The Cycle-Glider (Jan, 1932)
NEW possibilities in the line of aerial sport are indicated by the “Unicycle” (single-wheel) glider illustrated above, and intended to be driven by the operator, either on the ground or in the air, through pedals and gears. The sketches on this page, adapted from the patent drawings, show the method of applying the power suggested by the inventor; but other designs may readily occur to the mechanically-minded reader.
As will be seen, the wheel, with its large diameter, though light construction, permits the glider to roll over the ground, while the weight of the apparatus is concentrated below its center; overcoming the top-heaviness which would result if the small motorcycle-size wheel were used. The wheel, with its square central frame, giving four points of support, is thus the fuselage of the glider; while the tail frame and rear airfoils are standard, as well as the wing. The novelty lies in the propeller; this we must suppose capable of being thrown out of gear, when its use is not required.
Like all gliders, the unicycle must, obviously, have some method of getting into the air. This may be, perhaps, launching with the aid of a ground crew and a “shock cord,” as illustrated by the artist above, or towing by an automobile—both methods popular in glider practice. The patent specifications do not deal with this; but we may suppose a swivel attached to the propeller hub; or even a connection to the frame through a hollow propeller shaft, which is possible with the transmission used here. We may also view the practicability of launching from an incline, either natural or artificial; perhaps with a light running gear under the tail skid, which would be dropped when the glider took off under sufficient lift.
We can hardly assume that human power, which is on the average not over a quarter-horsepower for sustained effort over any length of time, can be expected to drive such a machine like an airplane, steadily and continuously, regardless of wind. It would, on the other hand, serve to apply an additional component force for the maneuvering of the glider, when necessary, to take advantage of changing currents. This would make the man-bird more nearly the equal of the feathered fliers which glide, it is true, but are also able to engage in actual flight under their own power, when necessary. The technique of the combination of propelled and gliding flight would, however, differ from that of gliding pure and simple; and would require special practice in its students to meet their changed relation to the air currents.
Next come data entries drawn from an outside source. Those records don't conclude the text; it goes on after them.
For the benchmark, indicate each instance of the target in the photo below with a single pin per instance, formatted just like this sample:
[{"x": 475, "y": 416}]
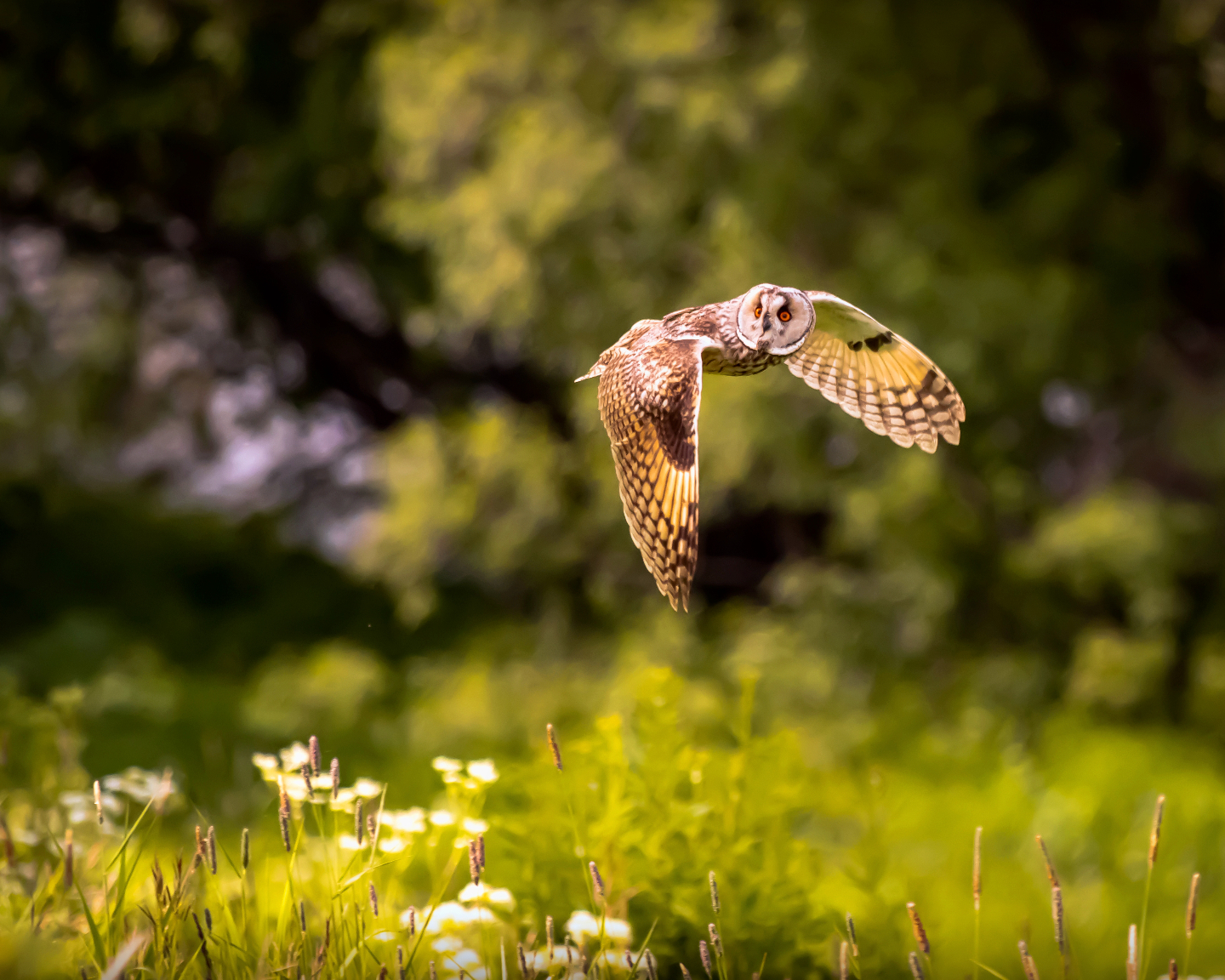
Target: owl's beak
[{"x": 765, "y": 342}]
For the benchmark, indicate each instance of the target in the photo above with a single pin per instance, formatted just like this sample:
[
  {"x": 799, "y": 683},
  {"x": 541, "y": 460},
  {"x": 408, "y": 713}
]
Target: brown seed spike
[
  {"x": 1192, "y": 902},
  {"x": 473, "y": 863},
  {"x": 1061, "y": 938},
  {"x": 1155, "y": 835},
  {"x": 977, "y": 868},
  {"x": 1027, "y": 962},
  {"x": 1050, "y": 865},
  {"x": 916, "y": 925}
]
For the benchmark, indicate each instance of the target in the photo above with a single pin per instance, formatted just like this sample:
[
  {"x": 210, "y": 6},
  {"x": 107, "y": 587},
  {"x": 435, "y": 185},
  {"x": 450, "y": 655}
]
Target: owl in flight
[{"x": 651, "y": 385}]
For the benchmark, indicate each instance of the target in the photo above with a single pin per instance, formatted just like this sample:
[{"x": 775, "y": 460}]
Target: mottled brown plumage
[{"x": 651, "y": 389}]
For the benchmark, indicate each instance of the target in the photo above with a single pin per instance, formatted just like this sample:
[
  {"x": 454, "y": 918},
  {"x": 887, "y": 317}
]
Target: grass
[{"x": 634, "y": 835}]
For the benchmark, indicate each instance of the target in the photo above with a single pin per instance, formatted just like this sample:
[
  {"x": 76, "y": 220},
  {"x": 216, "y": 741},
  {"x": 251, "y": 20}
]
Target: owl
[{"x": 651, "y": 387}]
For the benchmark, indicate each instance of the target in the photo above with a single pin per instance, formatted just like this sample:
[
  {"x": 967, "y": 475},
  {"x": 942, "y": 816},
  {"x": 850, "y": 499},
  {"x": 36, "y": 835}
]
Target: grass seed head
[
  {"x": 1155, "y": 833},
  {"x": 977, "y": 868},
  {"x": 1192, "y": 902},
  {"x": 1050, "y": 865},
  {"x": 1027, "y": 962},
  {"x": 1061, "y": 938},
  {"x": 916, "y": 925}
]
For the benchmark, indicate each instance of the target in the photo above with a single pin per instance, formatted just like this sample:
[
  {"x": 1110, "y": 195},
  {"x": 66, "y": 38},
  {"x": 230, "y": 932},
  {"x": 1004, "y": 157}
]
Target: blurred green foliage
[{"x": 433, "y": 216}]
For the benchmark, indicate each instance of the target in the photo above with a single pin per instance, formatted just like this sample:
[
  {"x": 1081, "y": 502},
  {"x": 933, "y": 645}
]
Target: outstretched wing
[
  {"x": 649, "y": 403},
  {"x": 877, "y": 376}
]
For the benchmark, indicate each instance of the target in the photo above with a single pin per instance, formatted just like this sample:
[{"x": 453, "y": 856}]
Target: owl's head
[{"x": 774, "y": 319}]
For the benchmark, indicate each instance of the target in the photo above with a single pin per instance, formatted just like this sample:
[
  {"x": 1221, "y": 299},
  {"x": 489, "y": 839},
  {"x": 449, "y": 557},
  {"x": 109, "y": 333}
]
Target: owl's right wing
[
  {"x": 879, "y": 376},
  {"x": 649, "y": 400}
]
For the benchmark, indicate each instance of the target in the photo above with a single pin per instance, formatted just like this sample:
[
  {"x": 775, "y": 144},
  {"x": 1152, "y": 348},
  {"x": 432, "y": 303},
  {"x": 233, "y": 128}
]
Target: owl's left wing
[
  {"x": 649, "y": 398},
  {"x": 877, "y": 376}
]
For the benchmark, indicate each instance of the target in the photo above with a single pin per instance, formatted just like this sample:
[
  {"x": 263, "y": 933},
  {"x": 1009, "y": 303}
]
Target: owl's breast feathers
[
  {"x": 651, "y": 385},
  {"x": 713, "y": 326}
]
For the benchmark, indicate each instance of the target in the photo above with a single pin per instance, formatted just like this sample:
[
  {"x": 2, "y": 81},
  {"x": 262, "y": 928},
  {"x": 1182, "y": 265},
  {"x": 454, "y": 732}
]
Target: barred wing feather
[{"x": 877, "y": 376}]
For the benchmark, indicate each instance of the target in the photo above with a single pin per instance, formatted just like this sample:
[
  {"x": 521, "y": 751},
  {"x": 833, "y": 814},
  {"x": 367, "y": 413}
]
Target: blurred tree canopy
[{"x": 294, "y": 293}]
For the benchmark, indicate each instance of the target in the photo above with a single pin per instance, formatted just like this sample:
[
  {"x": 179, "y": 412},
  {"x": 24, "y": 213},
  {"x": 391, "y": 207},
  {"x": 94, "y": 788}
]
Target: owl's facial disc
[{"x": 774, "y": 319}]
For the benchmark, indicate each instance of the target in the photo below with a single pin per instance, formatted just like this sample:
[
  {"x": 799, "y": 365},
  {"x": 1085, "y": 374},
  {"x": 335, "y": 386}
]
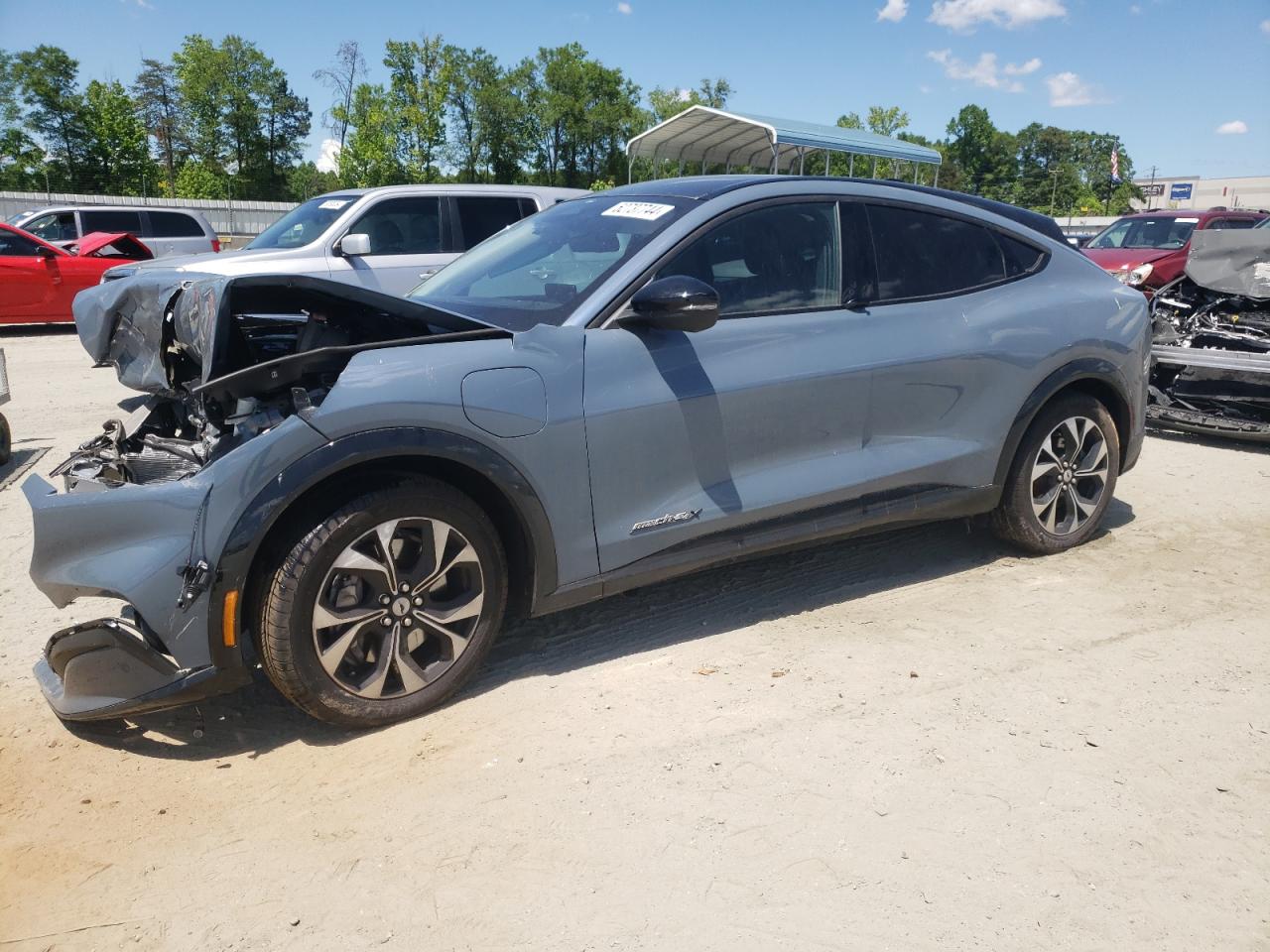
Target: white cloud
[
  {"x": 1023, "y": 70},
  {"x": 327, "y": 159},
  {"x": 1069, "y": 89},
  {"x": 984, "y": 71},
  {"x": 894, "y": 10},
  {"x": 964, "y": 16}
]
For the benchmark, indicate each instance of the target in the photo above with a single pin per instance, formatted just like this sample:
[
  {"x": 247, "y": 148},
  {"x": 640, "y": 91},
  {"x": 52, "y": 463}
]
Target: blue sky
[{"x": 1166, "y": 75}]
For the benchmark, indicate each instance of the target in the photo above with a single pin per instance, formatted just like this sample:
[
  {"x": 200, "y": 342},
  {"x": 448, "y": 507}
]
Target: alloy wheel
[
  {"x": 398, "y": 607},
  {"x": 1070, "y": 475}
]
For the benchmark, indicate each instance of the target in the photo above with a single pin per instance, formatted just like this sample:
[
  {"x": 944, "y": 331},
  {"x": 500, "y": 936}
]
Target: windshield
[
  {"x": 304, "y": 223},
  {"x": 1164, "y": 232},
  {"x": 543, "y": 268}
]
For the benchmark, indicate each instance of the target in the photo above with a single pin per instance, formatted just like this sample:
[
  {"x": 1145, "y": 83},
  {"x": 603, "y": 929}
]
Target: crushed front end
[
  {"x": 1210, "y": 350},
  {"x": 231, "y": 368}
]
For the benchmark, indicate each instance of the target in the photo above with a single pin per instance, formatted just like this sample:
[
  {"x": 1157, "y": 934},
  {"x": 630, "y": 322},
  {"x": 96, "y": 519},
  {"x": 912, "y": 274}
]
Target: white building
[{"x": 1196, "y": 193}]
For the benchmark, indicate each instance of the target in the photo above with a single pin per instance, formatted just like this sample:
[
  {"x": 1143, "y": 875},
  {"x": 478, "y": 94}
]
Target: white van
[
  {"x": 386, "y": 239},
  {"x": 166, "y": 231}
]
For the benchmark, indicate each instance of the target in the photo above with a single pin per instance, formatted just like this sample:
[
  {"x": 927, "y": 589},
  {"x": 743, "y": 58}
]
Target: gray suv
[
  {"x": 388, "y": 239},
  {"x": 357, "y": 493}
]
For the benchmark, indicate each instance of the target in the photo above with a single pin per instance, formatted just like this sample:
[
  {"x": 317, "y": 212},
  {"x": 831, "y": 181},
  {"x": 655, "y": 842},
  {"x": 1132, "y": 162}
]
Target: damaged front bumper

The construction of the glider itself, as the drawings show, is comparatively simple. The wheel itself must be light, and the tire not too heavy; but neither has to sustain a great amount of weight. The frame must be sufficiently rigid under the applied stress; other parts of the machine might be of the lightest construction, and demountable for transportation.
Another model, described by the inventor, is to be equipped with front and rear propellers, but without airfoils, and thus limited to operation on the ground like a bicycle; while still another, with a small rear wheel like the “high” bicycles of the ’80s, is intended only as a toy.
The perfecting of the cycle-glider, undoubtedly, would add another to the twentieth-century recreations, requiring youth and enthusiasm, rather than high cost. The glider, requiring cooperation in its handling, is especially adapted to operation by a club of aviation fans.